All along the trip, we've been marveling at the wonders of technology. I check my email from random motel rooms. Our car reliably takes us where we need to go. Our credit card, used often, brings us supplies whenever and wherever we need them.

But, we have seen the dark side of technology as well. Today, it was Tim McVeigh using 4,000 lbs. of dynamite to bring down a building. Yesterday, as we visited Los Alamos and learned the story of a town that 'didn't officially exist,' of the brainpower assembled in the remote New Mexico desert, now called "The Hill" (it's a town of 18,000 people, 10,000 of whom are employed by the National Laboratory), of the censorship and control the military had over the lives of their civilian employees, we were starkly reminded of the destructive possibilities which technology can wrath.

The accomplishment and secrecy of the Manhattan project is certainly one of the great scientific achievements and I believe its cause was noble and just.  Nevertheless, we cannot forget the effect it had on human lives and the people in Los Alamos don't forget that either. In the small house, which use to be a part of a privileged Ranch School for Boys before the Army appropriated it, there are three pictures of what Hiroshima and Nagasaki looked like after being hit by the result of the developments from Los Alamos.

It was as jarring yesterday as it was 5 years ago as I stood in the Peace Park in Hiroshima, Japan.  And it made me more resilient in my belief that good, freedom-loving people of the world must do all they can to prevent evil people for acquiring and using these types of weapons.

One of the fascinating things about traveling is how you can move across subject matters and historical periods and events in a matter of hours. Rome is a great example of this as you go from the Roman Era to the modern Italian era to the influence of the Catholic Church in one city.

In New Mexico, we had a similar experience surrounding our visit to Los Alamos.

In the morning, we left Farmington, NM, right on the outskirts of the Navajo nation, the largest reservation in the US. Over the course of our trip, we've entered the Cherokee, Apache, and Ute nations among others.  In Shiprock, NM, we spent some time in a convenience store, which was operated and patronized entirely by Native Americans.

We had really hoped to get an introduction to the Navajo culture while on the reservation, to understand how the culture operates today (it has its own police force and political instruments that are separate from the state government), but with no motels at all in Shiprock, we couldn't do that.
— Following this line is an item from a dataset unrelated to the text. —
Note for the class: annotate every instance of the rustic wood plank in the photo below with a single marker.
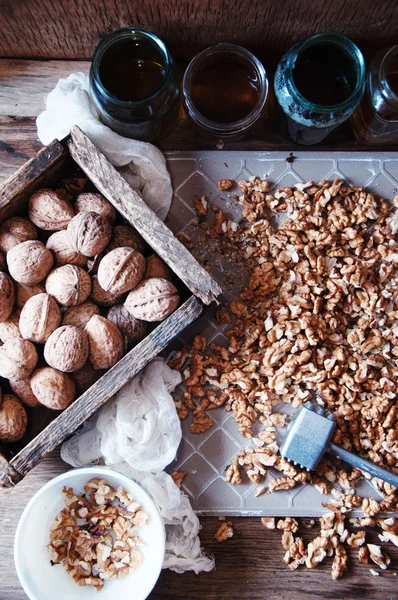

We did have a long talk with the clerk there. She spoke Navajo as well as English and told us a bit about the Navajo nation (it has its own President, who I subsequently read is being accused of potentially corrupt or at least ethically questionable practices), but not enough to fill our inquisitive minds.

While in the store we also saw another, unfortunate side of life on the reservation. Alcoholism apparently plagues the Native American population of many different nations and we saw two men who fit that bill. The clerk just sort of shrugged and said "he's been drinking" and "the manager tells us to get rid of the drunk ones, but we don't succeed."
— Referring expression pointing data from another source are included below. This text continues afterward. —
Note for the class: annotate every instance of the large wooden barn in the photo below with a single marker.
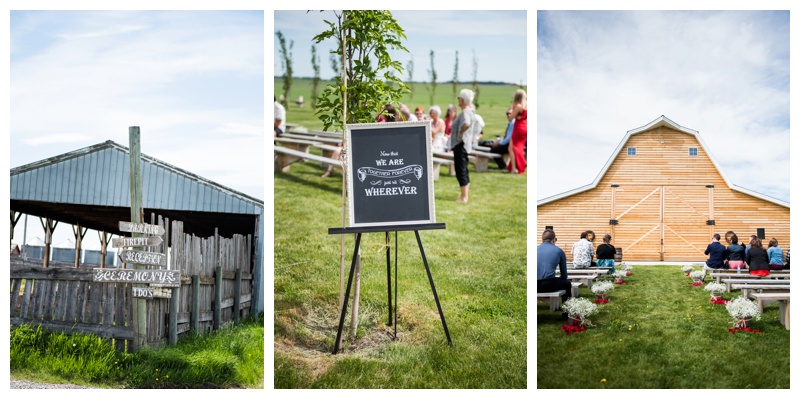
(661, 196)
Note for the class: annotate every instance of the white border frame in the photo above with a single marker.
(349, 170)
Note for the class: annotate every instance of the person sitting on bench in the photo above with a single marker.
(549, 256)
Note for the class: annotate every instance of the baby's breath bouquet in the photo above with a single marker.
(742, 310)
(601, 289)
(628, 269)
(698, 276)
(619, 276)
(578, 309)
(716, 290)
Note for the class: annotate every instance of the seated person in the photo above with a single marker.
(500, 146)
(549, 257)
(716, 254)
(606, 253)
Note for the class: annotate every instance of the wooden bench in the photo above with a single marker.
(285, 157)
(729, 282)
(308, 137)
(294, 144)
(765, 298)
(747, 288)
(585, 278)
(477, 158)
(438, 162)
(575, 286)
(746, 275)
(551, 298)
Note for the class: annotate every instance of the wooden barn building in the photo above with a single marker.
(661, 196)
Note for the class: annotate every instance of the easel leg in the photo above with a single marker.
(389, 276)
(346, 295)
(433, 288)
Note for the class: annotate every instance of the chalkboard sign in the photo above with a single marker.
(389, 173)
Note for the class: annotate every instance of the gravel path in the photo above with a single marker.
(22, 384)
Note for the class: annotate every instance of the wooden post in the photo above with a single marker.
(14, 219)
(139, 319)
(79, 234)
(104, 239)
(237, 296)
(49, 225)
(194, 318)
(217, 297)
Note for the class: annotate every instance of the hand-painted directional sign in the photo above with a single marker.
(143, 228)
(137, 276)
(143, 258)
(149, 241)
(152, 292)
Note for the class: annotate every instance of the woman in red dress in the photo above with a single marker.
(519, 136)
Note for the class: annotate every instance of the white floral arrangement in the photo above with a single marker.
(741, 308)
(716, 289)
(698, 275)
(628, 268)
(620, 274)
(579, 307)
(602, 287)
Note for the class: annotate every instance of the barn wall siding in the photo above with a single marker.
(662, 194)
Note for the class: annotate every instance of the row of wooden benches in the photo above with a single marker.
(763, 290)
(301, 141)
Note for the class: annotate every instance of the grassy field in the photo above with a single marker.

It wasn't until we got to Oklahoma City and the Western Heritage Museum that we got a great deal of information about the Native American culture, with one exception.

In Aztec, NM there are some wonderful ruins left from the Anasazi Indians who lived in the area about 1000 years ago and built small communities of common interest. The homes were mostly submerged and built around a small common area. The religious gathering places, known as Kivas, are domed structures with windows to allow for light from multiple angles into the structure. It's got a dirt floor and a hole in the top (I think for smoke from the fires). The video at the Visitor Center was great and told of how the culture evolved from a hunter/gatherer to a farmer way of life and speculated about their sudden disappearance.
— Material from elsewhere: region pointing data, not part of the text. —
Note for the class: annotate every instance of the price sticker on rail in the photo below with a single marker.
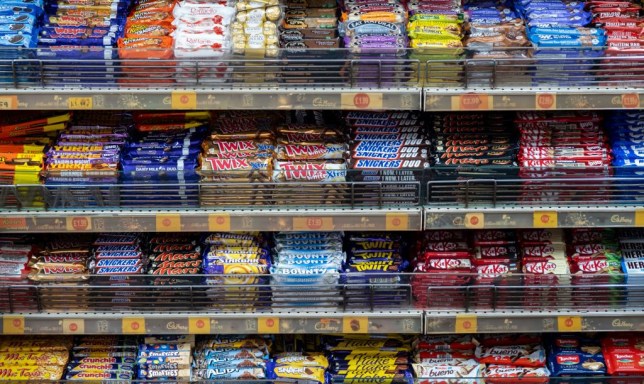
(466, 323)
(168, 223)
(267, 325)
(183, 100)
(361, 100)
(80, 103)
(569, 323)
(474, 220)
(472, 102)
(219, 222)
(73, 326)
(13, 223)
(639, 218)
(133, 326)
(78, 223)
(8, 102)
(545, 101)
(13, 325)
(397, 222)
(355, 324)
(630, 100)
(198, 325)
(545, 219)
(315, 223)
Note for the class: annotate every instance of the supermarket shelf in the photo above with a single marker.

Sudden disappearance was sort of our motto, unfortunately, as we began the long road home. With a time constraint of sorts, we would spend about 1 hour in Santa Fe (a beautiful city with a uniform code of architecture (another theme), 2 hours in Oklahoma City, an hour in Los Alamos, and the like.  And now, we find ourselves back in the Plains, shooting across Oklahoma and spending the night in Clarkesville, Arkansas.

Just one comment to share (I think people are getting tired of emails ;-).

>From my cousin, Leonard Epstein
I should've mentioned St. George's Utah to you.  During the family trip in 1972, we came out of the mountains there, and I was extremely carsick.  I finally had to tell my dad to pull over, and I barfed outside the car onto the pavement.  It was exactly infront of the Mormon church in St. George in the center of town.  A Kodak memory?  Just wanted to share.